Founded in 2000 as a small team focused on preference modelling and fuzzy set theory, KERMIT (an acronym for “Knowledge Extraction, Representation and Management using Intelligent Techniques”) has grown into a leading research unit shaping the future of intelligent techniques and their applications. Over time, KERMIT evolved into a comprehensive team spanning all stages from data analysis to decision-making, with a focus on knowledge-based, predictive and spatio-temporal modelling paradigms. By maintaining a unique balance between theoretical advancements and practical applications, KERMIT has achieved remarkable success in output, visibility, and recognition. To accommodate growing specialization and enhance its reach, three subunits officially branched off in 2024: BionamiX, BioML and Biovism. Despite this structural evolution, KERMIT remains dedicated to its holistic philosophy, integrating diverse disciplines to tackle complex challenges.

Mission statement

KERMIT’s mission is to harness mathematics and computation to unravel life's complexities, optimize biological functions, and drive innovation in biodesign and decision-making under uncertainty. Focused on applied biological sciences—including biotechnology, environmental technology, plant breeding and food technology—, KERMIT refines existing methods and develops cutting-edge approaches across disciplines. The team is committed to creating accessible software tools that transform data streams into actionable and interpretable insights. Valuing continuous learning, interdisciplinary collaboration, and mental well-being, KERMIT embraces a holistic approach to solving challenges in our data-driven, interconnected world.

Methodological expertise

Mathematical modelling at KERMIT emphasizes intuitively appealing, rule-based paradigms—such as fuzzy modelling, cellular automata, and formal concept analysis—as well as cross-fertilizations thereof. The team has a particular interest in exploring the underutilized diversity of underlying mathematical structures and functions, contributing significantly to the foundations of order theory, uncertainty modelling and aggregation theory. Computational modelling at KERMIT is dedicated to developing and applying cutting-edge techniques—such as differentiable, probabilistic, and evolutionary computation—to enhance the understanding and engineering of biological systems.
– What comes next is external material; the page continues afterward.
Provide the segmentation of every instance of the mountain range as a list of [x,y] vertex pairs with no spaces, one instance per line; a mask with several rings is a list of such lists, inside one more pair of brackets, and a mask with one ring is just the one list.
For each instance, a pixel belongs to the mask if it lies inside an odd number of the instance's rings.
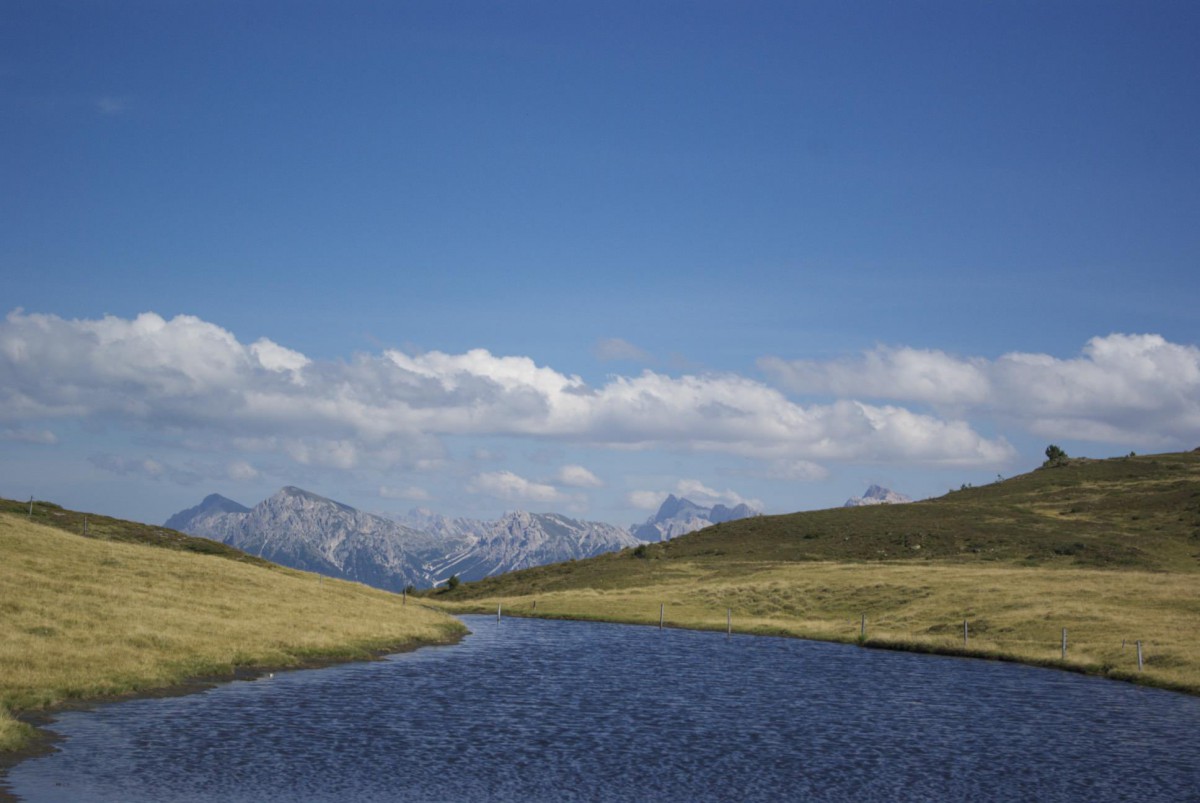
[[293,486],[252,508],[211,494],[165,526],[389,591],[437,585],[451,575],[478,580],[641,543],[626,529],[556,513],[516,512],[488,522],[414,510],[390,518]]
[[432,585],[434,536],[288,486],[253,508],[212,494],[167,519],[174,530],[329,577],[400,591]]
By integrating AI-driven simulations, the team bridges the gap between theoretical models and real-world applications.

News

Doctoral degree for Dawei Mu

On November 27, 2025, Dawei Mu successfully defended his Ph.D. thesis "Biogeochemical processes regulating the spatiotemporal evolution and ecological functions of the groundwater environment in the Jinghuiqu Irrigation District, China" at the School of Water and Environment, Chang’an University, Xi'an, China. He was awarded the title of Doctor of Engineering. Dawei was supervised by Peiyue Liu and Bernard De Baets. He spent more than one year at KERMIT supported by the China Scholarship Council.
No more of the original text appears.